- Directed by: Henry King
- Screenplay by: Guy Bolton (screenplay) Max Marcin (play) Samuel Shipman (play) Percival Wilde (play)
- Based on: The Woman in Room 13
- Starring: Elissa Landi Ralph Bellamy Neil Hamilton Myrna Loy Gilbert Roland Walter Walker
- Cinematography: John F. Seitz
- Edited by: Alfred DeGaetano
- Production company: Fox Film Corporation
- Distributed by: Fox Film Corporation
- Release date: May 15, 1932;
- Running time: 67 minutes
- Country: United States
- Language: English

= The Woman in Room 13 (1932 film) =

1932 film

The Woman in Room 13 is a 1932 American pre-Code mystery film directed by Henry King and adapted by Guy Bolton from the play of the same name.
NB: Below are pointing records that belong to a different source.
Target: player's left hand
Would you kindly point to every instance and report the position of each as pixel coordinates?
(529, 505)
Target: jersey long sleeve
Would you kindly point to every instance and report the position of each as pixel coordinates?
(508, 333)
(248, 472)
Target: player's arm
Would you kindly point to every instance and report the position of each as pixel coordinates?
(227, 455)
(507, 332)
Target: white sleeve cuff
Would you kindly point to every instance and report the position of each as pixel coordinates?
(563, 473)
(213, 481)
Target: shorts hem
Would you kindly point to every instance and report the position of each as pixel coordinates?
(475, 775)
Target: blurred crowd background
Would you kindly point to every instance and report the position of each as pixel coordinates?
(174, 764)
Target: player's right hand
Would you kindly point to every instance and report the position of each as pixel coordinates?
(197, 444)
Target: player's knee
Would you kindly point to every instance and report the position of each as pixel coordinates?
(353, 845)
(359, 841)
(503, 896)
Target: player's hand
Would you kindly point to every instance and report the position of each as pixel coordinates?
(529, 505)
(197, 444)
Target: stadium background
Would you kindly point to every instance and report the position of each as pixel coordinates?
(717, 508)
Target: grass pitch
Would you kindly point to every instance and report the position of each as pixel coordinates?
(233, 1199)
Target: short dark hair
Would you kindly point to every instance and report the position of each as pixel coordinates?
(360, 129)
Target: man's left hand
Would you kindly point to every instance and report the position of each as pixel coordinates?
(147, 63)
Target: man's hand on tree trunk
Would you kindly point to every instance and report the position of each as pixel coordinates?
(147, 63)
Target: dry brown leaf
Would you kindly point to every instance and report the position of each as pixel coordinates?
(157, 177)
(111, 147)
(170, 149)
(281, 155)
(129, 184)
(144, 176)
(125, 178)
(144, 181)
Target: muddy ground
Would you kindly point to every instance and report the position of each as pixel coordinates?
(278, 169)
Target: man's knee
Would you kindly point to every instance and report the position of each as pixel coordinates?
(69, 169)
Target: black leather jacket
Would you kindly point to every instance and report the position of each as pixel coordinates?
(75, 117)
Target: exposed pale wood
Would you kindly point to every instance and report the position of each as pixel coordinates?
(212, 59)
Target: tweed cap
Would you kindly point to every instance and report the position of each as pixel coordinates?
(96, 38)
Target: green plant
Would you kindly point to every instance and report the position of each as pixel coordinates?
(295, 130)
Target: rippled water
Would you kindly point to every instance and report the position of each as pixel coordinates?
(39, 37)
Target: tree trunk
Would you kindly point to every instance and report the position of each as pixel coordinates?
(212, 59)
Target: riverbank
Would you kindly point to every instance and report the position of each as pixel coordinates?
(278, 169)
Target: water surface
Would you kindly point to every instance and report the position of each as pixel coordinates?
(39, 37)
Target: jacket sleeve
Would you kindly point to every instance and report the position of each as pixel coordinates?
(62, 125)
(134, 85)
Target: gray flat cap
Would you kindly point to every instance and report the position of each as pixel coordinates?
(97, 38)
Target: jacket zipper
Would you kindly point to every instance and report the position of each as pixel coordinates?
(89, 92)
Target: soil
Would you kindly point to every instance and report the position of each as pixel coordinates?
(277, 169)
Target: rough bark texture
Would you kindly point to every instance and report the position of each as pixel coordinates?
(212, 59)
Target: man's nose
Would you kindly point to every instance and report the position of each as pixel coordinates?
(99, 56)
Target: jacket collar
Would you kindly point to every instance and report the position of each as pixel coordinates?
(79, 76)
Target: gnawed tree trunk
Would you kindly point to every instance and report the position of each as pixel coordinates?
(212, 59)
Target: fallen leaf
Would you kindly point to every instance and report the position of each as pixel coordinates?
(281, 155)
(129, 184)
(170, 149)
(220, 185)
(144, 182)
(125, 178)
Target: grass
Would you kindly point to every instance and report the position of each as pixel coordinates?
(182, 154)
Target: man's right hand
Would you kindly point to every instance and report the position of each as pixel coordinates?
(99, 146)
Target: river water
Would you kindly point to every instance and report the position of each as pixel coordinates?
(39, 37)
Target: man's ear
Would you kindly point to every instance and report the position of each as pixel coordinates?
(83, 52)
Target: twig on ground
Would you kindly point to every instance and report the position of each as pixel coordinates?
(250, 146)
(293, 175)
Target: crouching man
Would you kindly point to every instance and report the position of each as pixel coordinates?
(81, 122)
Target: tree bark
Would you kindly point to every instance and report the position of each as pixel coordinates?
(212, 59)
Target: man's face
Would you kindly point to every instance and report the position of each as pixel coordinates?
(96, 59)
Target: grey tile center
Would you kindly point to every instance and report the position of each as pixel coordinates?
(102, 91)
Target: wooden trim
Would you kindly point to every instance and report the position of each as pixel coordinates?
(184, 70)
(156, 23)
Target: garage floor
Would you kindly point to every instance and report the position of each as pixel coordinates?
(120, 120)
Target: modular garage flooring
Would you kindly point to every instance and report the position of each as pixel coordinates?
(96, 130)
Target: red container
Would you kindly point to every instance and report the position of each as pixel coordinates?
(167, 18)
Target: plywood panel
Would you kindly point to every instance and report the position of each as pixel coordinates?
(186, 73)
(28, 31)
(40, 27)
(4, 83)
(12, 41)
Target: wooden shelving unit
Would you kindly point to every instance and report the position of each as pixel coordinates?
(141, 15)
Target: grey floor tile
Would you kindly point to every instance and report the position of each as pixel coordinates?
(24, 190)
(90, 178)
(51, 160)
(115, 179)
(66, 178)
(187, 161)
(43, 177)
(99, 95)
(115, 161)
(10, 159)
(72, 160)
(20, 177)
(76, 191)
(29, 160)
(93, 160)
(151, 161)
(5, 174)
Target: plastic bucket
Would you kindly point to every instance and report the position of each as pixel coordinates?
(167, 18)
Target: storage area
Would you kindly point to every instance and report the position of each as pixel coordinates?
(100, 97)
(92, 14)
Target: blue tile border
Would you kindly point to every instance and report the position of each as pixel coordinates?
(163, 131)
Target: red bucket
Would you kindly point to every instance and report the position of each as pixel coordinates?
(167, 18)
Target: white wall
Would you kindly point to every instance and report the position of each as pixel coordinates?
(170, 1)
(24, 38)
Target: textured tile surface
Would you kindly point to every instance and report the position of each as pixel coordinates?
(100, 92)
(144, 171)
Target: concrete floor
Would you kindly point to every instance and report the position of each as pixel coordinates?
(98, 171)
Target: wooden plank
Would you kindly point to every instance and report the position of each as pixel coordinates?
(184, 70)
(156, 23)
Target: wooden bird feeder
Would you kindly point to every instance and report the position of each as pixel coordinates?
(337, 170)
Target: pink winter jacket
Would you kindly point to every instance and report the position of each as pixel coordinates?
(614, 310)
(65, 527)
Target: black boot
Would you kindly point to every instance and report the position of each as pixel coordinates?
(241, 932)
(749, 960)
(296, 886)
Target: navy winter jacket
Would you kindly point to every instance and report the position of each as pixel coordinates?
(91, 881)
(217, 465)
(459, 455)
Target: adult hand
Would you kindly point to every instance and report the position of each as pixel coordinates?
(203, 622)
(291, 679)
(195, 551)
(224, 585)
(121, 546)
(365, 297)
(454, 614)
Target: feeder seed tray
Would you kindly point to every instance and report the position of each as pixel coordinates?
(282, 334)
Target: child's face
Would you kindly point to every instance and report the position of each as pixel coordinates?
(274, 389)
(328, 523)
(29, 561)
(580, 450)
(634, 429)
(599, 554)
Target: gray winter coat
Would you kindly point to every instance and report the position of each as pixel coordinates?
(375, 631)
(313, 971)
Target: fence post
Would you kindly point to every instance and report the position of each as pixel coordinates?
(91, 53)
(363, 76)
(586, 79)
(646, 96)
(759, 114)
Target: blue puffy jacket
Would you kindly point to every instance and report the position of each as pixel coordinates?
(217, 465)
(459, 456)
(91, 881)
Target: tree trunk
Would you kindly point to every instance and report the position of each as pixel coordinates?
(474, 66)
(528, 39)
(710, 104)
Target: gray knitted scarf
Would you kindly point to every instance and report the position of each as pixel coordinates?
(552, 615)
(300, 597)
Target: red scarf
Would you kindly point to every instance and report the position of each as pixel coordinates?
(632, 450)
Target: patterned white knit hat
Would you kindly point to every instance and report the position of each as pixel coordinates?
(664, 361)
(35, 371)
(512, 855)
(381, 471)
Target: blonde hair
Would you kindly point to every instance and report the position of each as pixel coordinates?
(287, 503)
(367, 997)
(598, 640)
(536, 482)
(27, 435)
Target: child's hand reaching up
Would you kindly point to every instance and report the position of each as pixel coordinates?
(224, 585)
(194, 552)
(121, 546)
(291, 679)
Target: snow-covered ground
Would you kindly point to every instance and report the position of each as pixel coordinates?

The film stars Elissa Landi, Ralph Bellamy, Neil Hamilton, Myrna Loy, Gilbert Roland and Walter Walker. The film was released on May 15, 1932, by Fox Film Corporation.

==Plot==
Laura Bruce is divorced from her husband following an unpleasant matrimonial term. She then marries Paul Ramsey, whom she has always loved. Dick Turner, his employer and enamored of Laura, sends her husband away on a business trip. A murder is committed and detective John Bruce seeks to fasten the crime upon Paul. After he fails to do so, a happy ending results.

==Cast==
- Elissa Landi as Laura Ramsey
- Ralph Bellamy as John Bruce
- Neil Hamilton as Paul Ramsey
- Myrna Loy as Sari Loder
- Gilbert Roland as Victor Legrand
- Walter Walker as Howard Ramsey
- Luis Alberni as Peppi Tonelli
- Charley Grapewin as Andy

==Production==
===Development===
The film is a remake of a 1920 silent film with Pauline Frederick.